Two terms that are sometimes used interchangeably are correlation and association. However, in the field of statistics these two terms have slightly different meanings.
In particular, when we use the word correlation we’re typically talking about the Pearson Correlation Coefficient. This is a measure of the linear association between two random variables X and Y. It has a value between -1 and 1 where:
- -1 indicates a perfectly negative linear correlation between two variables
- 0 indicates no linear correlation between two variables
- 1 indicates a perfectly positive linear correlation between two variables
Conversely, when statisticians use the word association they can be talking about any relationship between two variables, whether it’s linear or non-linear.
To illustrate this idea, consider the following examples.

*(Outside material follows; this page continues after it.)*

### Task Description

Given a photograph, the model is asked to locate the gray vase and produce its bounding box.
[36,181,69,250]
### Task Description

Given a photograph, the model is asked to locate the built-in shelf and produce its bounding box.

Visualizing Correlation vs. Association with Scatterplots
We use two words to describe the correlation between two random variables:
- Positive: Two random variables have a positive correlation if Y tends to increase as X increases.
- Negative: Two random variables have a negative correlation if Y tends to decrease as X increases.
- Weak: Two random variables have a weak correlation if the points in a scatterplot are loosely scattered.
- Strong: Two random variables have a strong correlation if the points in a scatterplot are tightly packed together.
The following scatterplots illustrate examples of each type of correlation:
Compared to correlation, the word association can tell us whether or not there is any relationship between two random variables: linear or non-linear.
The following scatterplots illustrate some examples:
The scatterplot in the top left corner illustrates a quadratic relationship between two random variables, which means there is an association between the two variables but it’s not a linear one.
If we calculated the correlation between the two variables, it would likely be close to zero because there is no linear relationship between them.
However, just knowing that the correlation between the two variables is zero can be misleading because it hides the fact there there exists a non-linear relationship instead.
Correlation vs. Association: A Summary
The terms correlation and association have the following similarities and differences:
- Both terms are used to describe whether or not there is a relationship between two random variables.
- Both terms can use scatterplots to analyze the relationship bewteen two random variables.
- Correlation can only tell us if two random variables have a linear relationship while association can tell us if two random variables have a linear or non-linear relationship.
- Correlation quantifies the relationship between two random variables by using a number between -1 and 1, but association does not use a specific number to quantify a relationship.